I think in the ideal EMS world it may be so. But the current idea of “start” triage and rapid transport simply will not work. In what is known as “refugee” conditions the highest causes of death and disability is trauma followed by public health complications. (dysentery, mal nutrition, etc) Most US EMS providers are not educated nor trained for such conditions. (obviously there are those who are) The mindset is totally different. You cannot focus on one patient, you must be constantly aware of your ever dwindling resources. People with what would seem minor injuries during a normal day will likely succumb to infection. There will be walking, talking people who will ultimately receive no help for the benefit of the most.

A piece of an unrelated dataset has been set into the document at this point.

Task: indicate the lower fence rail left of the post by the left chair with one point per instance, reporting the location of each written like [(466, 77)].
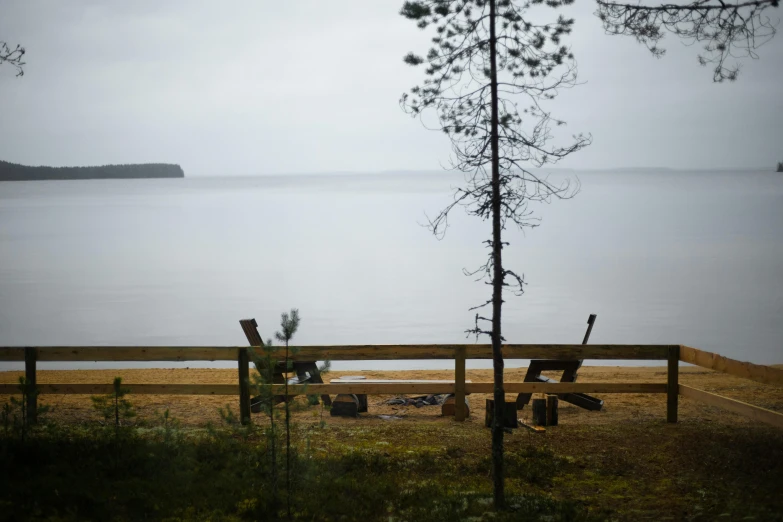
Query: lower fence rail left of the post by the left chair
[(137, 389)]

During all of this it takes education and training that is simply not part of US EMS at large. Look at uniformed health services, there are nursing spots but not paramedic spots. As you pointed out, there are no hospitals to run to. Transfer to definitive care? The level of definitive is normally reduced. Drop off 200 patients in a parking lot with a handful of doctors and nurses? Hardly helpful. Are these same providers going to independently take care of patients for days or weeks on site?

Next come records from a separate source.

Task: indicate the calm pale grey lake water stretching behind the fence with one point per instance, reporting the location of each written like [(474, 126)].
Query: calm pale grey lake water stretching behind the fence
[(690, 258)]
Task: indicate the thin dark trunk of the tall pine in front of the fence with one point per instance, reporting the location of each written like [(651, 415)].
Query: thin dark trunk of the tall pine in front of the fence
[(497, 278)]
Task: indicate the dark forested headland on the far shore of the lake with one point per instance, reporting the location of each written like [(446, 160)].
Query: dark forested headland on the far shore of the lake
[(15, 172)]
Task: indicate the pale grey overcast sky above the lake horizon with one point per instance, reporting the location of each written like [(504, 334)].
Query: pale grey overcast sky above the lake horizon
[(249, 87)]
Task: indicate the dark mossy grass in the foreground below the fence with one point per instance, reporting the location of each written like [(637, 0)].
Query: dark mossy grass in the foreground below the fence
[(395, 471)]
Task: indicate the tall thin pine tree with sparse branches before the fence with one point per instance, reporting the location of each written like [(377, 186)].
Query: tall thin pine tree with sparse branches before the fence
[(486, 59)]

How about logistical support? Where would these providers stay? Who would be responsible for feeding them? How about hygeine?
FEMA? I Wouldn’t hold my breath waiting for them to help with anything except a post incident investigation of what went wrong. Right now one guy who can hammer boards together to make a hut or purify drinking water or set up a soup kitchen is worth 1000 EMS providers there.

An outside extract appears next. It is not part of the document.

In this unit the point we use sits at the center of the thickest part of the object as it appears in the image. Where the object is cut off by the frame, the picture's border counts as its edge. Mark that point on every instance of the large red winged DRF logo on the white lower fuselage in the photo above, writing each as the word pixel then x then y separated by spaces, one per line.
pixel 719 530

The reason we have a small amount of specific teams is so these people can be trained, equipped and supported while deployed. What about vaccinations? How is it a good idea to turn loose a bunch of wackers from the US in a tropical environment during a disaster? Not everyone is a wacker, but how do you screen for them if you just have open enrollment to go now? How do you ensure their home area isn’t negatively affected when you send them overseas? How do you account for and evacuate them when they figure out their family isn't independantly wealthy enogh to do without their income back home? Planning on paying them for their service? Who is responsible for their health and welfare? What if they are hurt or killed? What if they contract a communicable disease? Under who’s medical direction do they work? Most are certainly not educated enough to be let loose on the world without oversight. Who provides the oversight?
What practical aspect of care are they going to provide? Inoculations? The Military and Uniformed service is more than capable with tremendous experience in the matter. Bleeding control? So what is the next step in bleeding control if you get the bleeding to stop? What are they going to do then? Sit them in line to see a doctor or get evacuated? Why do you need an EMT for that? What about the emotional aspects? Several here have recently stated they would do everything they could to give a kid a chance. In disaster medicine, old, previously ill, and very young are at the bottom of the resources list. Even if they survive the initial event, someday all this international help is going to dry up. They will not be able to survive on their own afterword.
I could write a book on this matter, but the long and short is that while there are Medics and probably a handful of EMTs that could have a positive impact, that number is small, has not already been prescreened, largely without training, experience, or the raw knowledge to improve the situation, not capable of acting without oversight, and brings far too few contributions while being another mouth to feed, water, and a body to account for. Who is providing the PTSD counciling after they get home? Plan on just giving them disability with "thanks and best of luck?"